Magpie let out a short laugh too. The Blackbringer? The name inspired no shiver. It had been dragged through too many nurseries, worn thin by the empty threats of countless faerie mothers and grannies. The Blackbringer was the thing that would get you if you were naughty, that was waiting to grab up sprouts who stayed out past dark. The Blackbringer was the dark come to life. . . .

Magpie’s laugh fell hollow. Perhaps it didn’t sound quite so silly. “Well, whatever it is, let’s make this cake. I’ve got to get to the Magruwen.”

With the cake tucked into the starling’s nest as the recipe directed, Magpie carried it across the whole of Dreamdark in her arms. Calypso flew at her side, wings flashing in the sun. Mile after mile they surged over the wide, wild forest, until at last they were cresting the hedge and sailing over the grounds of the human school that Father Linden had described to Poppy.

Magpie spotted the well and they spiraled down to land on its crumbling lip. A draft of deep-buried heat rose from within the earth, cooling as it passed them and merged into the world. “Here we are, feather,” Magpie said with a tremor in her voice. “Onward and downward.” She spelled up a light and dropped down into the pit, Calypso following closely.

After a long, steady downward drift they reached the bottom. The stones of the shaft flared wide into a cavernous space and Magpie could see a few ill-formed paths snaking off and twisting away where the light couldn’t follow. There was a door and, carved on it, the Magruwen’s sigil intertwined with the glyph for dream. The tree had told true. Magpie trembled. To think the king of Djinn was on the other side of a door . . . It was as unreal as if a statue of Bellatrix were suddenly to flick its wings and fly from its pedestal. It was legend meeting life.

Standing on the threshold of a being who had wrought the world, Magpie felt very small, very young, and utterly insignificant. Who was she to presume to awaken a Djinn? But she knew the answer to that. As with each devil she captured, she was the only one trying.

Magpie took a deep breath and walked toward the door.

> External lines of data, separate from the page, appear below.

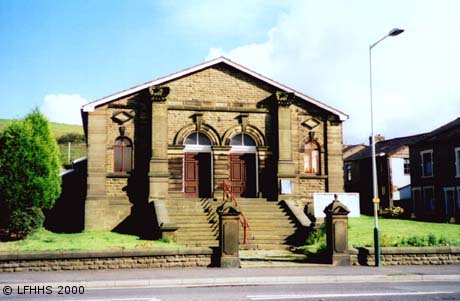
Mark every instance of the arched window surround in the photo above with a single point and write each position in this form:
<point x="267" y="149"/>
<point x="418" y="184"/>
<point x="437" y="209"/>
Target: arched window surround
<point x="311" y="155"/>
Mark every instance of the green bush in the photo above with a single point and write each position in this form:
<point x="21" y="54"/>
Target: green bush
<point x="25" y="221"/>
<point x="71" y="137"/>
<point x="30" y="165"/>
<point x="429" y="240"/>
<point x="315" y="242"/>
<point x="392" y="212"/>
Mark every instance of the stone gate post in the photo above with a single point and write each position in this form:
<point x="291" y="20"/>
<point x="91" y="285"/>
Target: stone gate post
<point x="229" y="219"/>
<point x="337" y="232"/>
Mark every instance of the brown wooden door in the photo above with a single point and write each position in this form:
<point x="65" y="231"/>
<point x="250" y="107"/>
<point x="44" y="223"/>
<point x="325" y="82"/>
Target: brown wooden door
<point x="191" y="174"/>
<point x="197" y="175"/>
<point x="243" y="175"/>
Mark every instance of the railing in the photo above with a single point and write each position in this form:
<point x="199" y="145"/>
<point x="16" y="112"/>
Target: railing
<point x="228" y="197"/>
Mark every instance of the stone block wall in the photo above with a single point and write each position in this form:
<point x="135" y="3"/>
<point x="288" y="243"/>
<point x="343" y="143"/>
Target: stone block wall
<point x="408" y="256"/>
<point x="96" y="260"/>
<point x="221" y="94"/>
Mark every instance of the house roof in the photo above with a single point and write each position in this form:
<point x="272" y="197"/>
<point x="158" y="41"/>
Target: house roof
<point x="385" y="147"/>
<point x="351" y="149"/>
<point x="443" y="133"/>
<point x="89" y="107"/>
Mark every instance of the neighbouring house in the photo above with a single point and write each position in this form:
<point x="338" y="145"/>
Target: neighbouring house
<point x="435" y="174"/>
<point x="159" y="153"/>
<point x="393" y="173"/>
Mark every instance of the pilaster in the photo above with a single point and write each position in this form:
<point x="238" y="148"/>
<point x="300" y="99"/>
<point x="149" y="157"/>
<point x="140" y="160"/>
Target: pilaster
<point x="286" y="167"/>
<point x="159" y="174"/>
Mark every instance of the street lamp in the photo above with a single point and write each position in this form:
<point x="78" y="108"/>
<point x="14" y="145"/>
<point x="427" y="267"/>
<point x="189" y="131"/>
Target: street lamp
<point x="375" y="200"/>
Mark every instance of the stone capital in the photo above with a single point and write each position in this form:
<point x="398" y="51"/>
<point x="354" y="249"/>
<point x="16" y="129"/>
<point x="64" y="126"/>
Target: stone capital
<point x="284" y="99"/>
<point x="158" y="94"/>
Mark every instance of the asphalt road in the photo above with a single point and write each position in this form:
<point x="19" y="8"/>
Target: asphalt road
<point x="425" y="290"/>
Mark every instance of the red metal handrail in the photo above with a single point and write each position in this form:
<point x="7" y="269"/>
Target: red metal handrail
<point x="228" y="197"/>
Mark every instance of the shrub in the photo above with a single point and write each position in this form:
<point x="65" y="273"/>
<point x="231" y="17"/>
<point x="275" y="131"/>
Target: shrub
<point x="429" y="240"/>
<point x="30" y="165"/>
<point x="71" y="137"/>
<point x="25" y="221"/>
<point x="392" y="212"/>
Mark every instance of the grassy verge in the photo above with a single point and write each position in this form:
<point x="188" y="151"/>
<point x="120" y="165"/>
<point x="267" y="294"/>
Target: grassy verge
<point x="397" y="232"/>
<point x="44" y="240"/>
<point x="77" y="150"/>
<point x="393" y="233"/>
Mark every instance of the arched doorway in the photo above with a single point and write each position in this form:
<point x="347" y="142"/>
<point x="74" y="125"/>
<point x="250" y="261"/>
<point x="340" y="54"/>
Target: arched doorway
<point x="243" y="166"/>
<point x="197" y="167"/>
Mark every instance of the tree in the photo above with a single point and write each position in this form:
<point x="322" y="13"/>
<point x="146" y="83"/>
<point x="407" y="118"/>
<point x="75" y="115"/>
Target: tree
<point x="30" y="180"/>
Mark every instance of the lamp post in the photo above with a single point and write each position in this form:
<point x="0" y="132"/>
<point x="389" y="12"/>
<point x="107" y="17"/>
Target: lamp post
<point x="376" y="200"/>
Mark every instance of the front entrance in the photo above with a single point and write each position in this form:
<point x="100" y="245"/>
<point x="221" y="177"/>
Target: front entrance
<point x="197" y="175"/>
<point x="243" y="175"/>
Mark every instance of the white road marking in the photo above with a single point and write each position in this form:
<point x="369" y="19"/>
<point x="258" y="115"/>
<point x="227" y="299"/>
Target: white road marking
<point x="306" y="296"/>
<point x="116" y="299"/>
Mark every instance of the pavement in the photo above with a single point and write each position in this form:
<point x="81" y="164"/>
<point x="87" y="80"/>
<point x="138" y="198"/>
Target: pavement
<point x="193" y="277"/>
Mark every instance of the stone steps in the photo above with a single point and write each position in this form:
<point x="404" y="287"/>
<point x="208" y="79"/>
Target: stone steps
<point x="198" y="222"/>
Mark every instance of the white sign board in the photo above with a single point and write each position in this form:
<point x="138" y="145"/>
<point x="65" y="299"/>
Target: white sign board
<point x="349" y="199"/>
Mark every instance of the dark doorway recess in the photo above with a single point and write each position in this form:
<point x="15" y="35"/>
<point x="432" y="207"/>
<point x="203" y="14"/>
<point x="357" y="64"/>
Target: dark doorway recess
<point x="197" y="175"/>
<point x="243" y="175"/>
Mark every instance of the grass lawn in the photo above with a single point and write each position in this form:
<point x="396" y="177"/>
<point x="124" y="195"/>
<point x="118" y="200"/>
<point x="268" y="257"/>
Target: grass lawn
<point x="77" y="150"/>
<point x="44" y="240"/>
<point x="392" y="231"/>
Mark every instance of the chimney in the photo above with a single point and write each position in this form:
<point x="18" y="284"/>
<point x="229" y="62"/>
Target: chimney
<point x="378" y="138"/>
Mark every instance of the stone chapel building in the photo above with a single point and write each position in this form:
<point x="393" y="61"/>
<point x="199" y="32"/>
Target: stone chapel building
<point x="158" y="153"/>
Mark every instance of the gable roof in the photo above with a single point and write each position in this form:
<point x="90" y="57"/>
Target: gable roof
<point x="443" y="133"/>
<point x="349" y="150"/>
<point x="387" y="147"/>
<point x="89" y="107"/>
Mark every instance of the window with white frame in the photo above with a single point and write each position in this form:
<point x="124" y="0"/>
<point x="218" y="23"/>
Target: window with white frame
<point x="406" y="166"/>
<point x="311" y="158"/>
<point x="457" y="161"/>
<point x="458" y="198"/>
<point x="348" y="171"/>
<point x="428" y="198"/>
<point x="449" y="201"/>
<point x="427" y="163"/>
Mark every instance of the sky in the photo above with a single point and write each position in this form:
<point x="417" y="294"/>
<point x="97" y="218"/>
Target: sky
<point x="58" y="55"/>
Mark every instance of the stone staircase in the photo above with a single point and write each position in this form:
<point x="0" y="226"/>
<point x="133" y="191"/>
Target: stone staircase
<point x="198" y="227"/>
<point x="270" y="225"/>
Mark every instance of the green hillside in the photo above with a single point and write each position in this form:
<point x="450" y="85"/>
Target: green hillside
<point x="58" y="129"/>
<point x="77" y="150"/>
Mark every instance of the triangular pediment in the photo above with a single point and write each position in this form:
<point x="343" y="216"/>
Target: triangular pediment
<point x="244" y="72"/>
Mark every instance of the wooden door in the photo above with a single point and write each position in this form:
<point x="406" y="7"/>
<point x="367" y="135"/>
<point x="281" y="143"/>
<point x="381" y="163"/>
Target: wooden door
<point x="191" y="174"/>
<point x="243" y="175"/>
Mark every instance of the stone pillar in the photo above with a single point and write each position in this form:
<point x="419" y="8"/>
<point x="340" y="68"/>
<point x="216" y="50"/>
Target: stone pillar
<point x="337" y="232"/>
<point x="96" y="200"/>
<point x="229" y="222"/>
<point x="159" y="174"/>
<point x="221" y="169"/>
<point x="286" y="167"/>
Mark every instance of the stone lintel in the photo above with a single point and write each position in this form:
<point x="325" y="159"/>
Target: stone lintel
<point x="214" y="109"/>
<point x="286" y="169"/>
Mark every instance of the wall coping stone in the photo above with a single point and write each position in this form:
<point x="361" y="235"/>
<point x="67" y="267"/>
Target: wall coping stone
<point x="103" y="253"/>
<point x="410" y="250"/>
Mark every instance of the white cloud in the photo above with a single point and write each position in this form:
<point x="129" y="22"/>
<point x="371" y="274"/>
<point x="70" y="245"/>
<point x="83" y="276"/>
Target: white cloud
<point x="321" y="49"/>
<point x="63" y="108"/>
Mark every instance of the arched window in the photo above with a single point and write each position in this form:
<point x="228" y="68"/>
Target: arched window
<point x="311" y="158"/>
<point x="197" y="139"/>
<point x="242" y="140"/>
<point x="123" y="155"/>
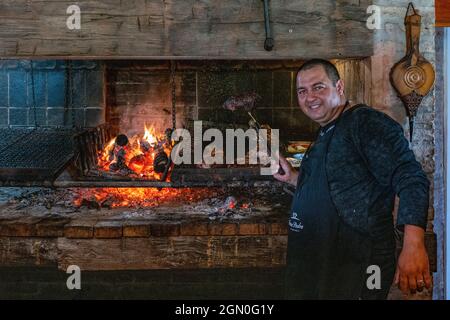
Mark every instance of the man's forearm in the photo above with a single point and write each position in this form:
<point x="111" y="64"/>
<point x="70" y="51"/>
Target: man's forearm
<point x="294" y="178"/>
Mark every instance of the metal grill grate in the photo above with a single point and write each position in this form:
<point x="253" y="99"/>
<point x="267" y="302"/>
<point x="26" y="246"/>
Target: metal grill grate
<point x="34" y="154"/>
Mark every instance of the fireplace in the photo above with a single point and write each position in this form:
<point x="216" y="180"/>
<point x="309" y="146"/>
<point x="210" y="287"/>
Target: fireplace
<point x="82" y="126"/>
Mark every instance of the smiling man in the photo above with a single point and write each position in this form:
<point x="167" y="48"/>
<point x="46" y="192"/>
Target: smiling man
<point x="341" y="225"/>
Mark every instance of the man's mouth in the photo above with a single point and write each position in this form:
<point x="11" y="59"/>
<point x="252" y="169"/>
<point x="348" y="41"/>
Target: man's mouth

In his sleep the Magruwen sensed their coming. He smelled feathers, and an image of vultures came into his mind, planted there by the imp’s riddle. He recalled the distant day his brother Djinn had made them. Some creatures had been made as art; others were pure utility. Vultures had been shaped in haste to clean a field of slaughter when a powerful elemental had first begun to toy with death in the new-made world. The notion of murder had been born that day, and the Djinn had fashioned vultures to spare themselves the sight of it. They’d made them out of shame and had done well to make them; vultures had never fallen out of use since.

But there was no scuff of death on these feathers that beat heavily down the well shaft; they smelled of rain and fires. And there was another scent: faerie.

The Magruwen came awake. His sleep had been troubled and he had not sunk far. Flames took the shape of a horned beast rising to its feet. The scent of faerie, pure as dew, was bitter to him. His flame hands clenched with the memory of betrayal, and he waited.

Magpie leaned on the door with all her might to push it open a crack. It creaked, and a trickle of smoke began to seep out. Magpie pushed harder, cradling the cake to her chest, and stepped into the Magruwen’s cave, heart pounding. “My lord Magruwen . . . ?” she asked tentatively. The lake of smoke before her moved with a sluggish tide, and the scuttle of salamanders up and down the stalactites sounded like a chorus of otherworldly whispers. The source of light seemed to be in the deep reaches of the cave where the ceiling sloped down like rows of teeth in a giant jaw.